The White House Chanukah Party

JE Staff

 

The very first White House party took place in 2001, during George W. Bush’s presidency.

 

President Bush cut short a trip to Iraq and Afghanistan in 2008, so he wouldn’t miss the Chanukah party.

 

The party’s guest list generally includes rabbis, politicians, community leaders, organizational heads, and school and yeshivah deans representing the gamut of the American Jewish community.

The National Menorah was first lit by President Jimmy Carter in 1979. It towers over the National Mall at 30 feet in height.

President Bill Clinton was the first to light a menorah in the Oval Office.  That was memorable. Perhaps even more memorable was the ponytail of little Ilana Kattan, which came in contact with the flames and started smoking.  

In 2004, the Chanukah party menu included – oops! – some treif delicacies. The next year, Washington came to its senses  (halachically, at least) and hired Rabbi Levi Shemtov and his team to kasher its kitchen for the party.

Oops, again! One White House Chanukah invitation from President Bush was illustrated with a cart pulling – you got it – a Christmas tree.

President Obama’s first Chanukah invitation included no mention of Chanukah at all. It may be said that he made up for that by delivering remarks in Hebrew the following year.

A famous photo shows Obama lighting the menorah at the 2005 Chanukah party, although it was officially lit by Rabbi Joshua Skoff of Cleveland, Ohio who invited Bush to join him. Other official menorah lighters included Chaim and Rosa Pearl, parents of slain journalist Daniel Pearl; Yariv Ben-Eliezer, grandson of David Ben-Gurion;  the children of a Jewish soldier deployed in Iraq; and Rabbi Larry Bazer, a military chaplain stationed in Afghanistan.

The Jewish Museum lent a century-old menorah for the very first White House Chanukah party.  Subsequent menorahs included one presented to President Truman by Ben-Gurion, a Viennese menorah from 1783, a menorah salvaged from a synagogue during Hurricane Katrina, and one made in a displaced persons camp.   

 

Chanukah party menus have included sushi and sushi rolls, potato latkes, lamb chops,  pearl onions, shitake mushrooms, and many other options in a tantalizing buffet.

Not all the parties actually take place on Chanukah. During Obama’s presidency, Trump tweeted: “Why was the Hanukah celebration held in the White House two weeks early? @BarackObama wants to vacation in Hawaii in late December. Sad.” Six years later, Trump hosted his first Chanukah party as president…five days before Chanukah, much to the delight of the press.

 

During the 2013 party, the year that Chanukah coincided with Thanksgiving, President Obama jokingly referred to the lighting of the “Menurkey.” He also got some chuckles when he uttered the clever portmanteau “Thanksgivvikuh.”

The guest list always causes a stir when it is smaller than the previous year’s.
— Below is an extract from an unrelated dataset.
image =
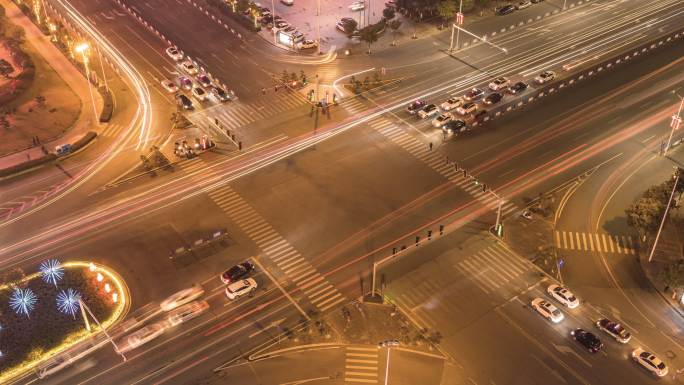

But the numbers seem to vary quite a bit- anywhere from 300 to 700. It’s safe to assume that invitees feel special no matter the number. Is it safe to assume that the non-invitees are the ones causing a stir?

This year’s Chanukah party will take place at the White House  on Wednesday, December 5. There will actually be two parties according to the Jerusalem Post – to accommodate all the guests.

Trump and controversy go together like Democrats and snowflakes. Or latkes and applesauce. Or…ok, whatever. But Trump’s Chanukah party last year was par for the course, amid much criticism that his guest list was strangely devoid of Democrats.

During one party, the White House allegedly ran out of latkes. This has happened to some of us at the Jewish Echo during Chanukah parties too, but then again, none of us has ever hosted billionaire Sheldon Adelson, who complained about the “shortage” to Senator Mitt Romney.

Lipa Schmeltzer and the Maccabeats have both provided musical entertainment at the White House party. Now, that’s an impressive addition to the frum entertainers’ resumes!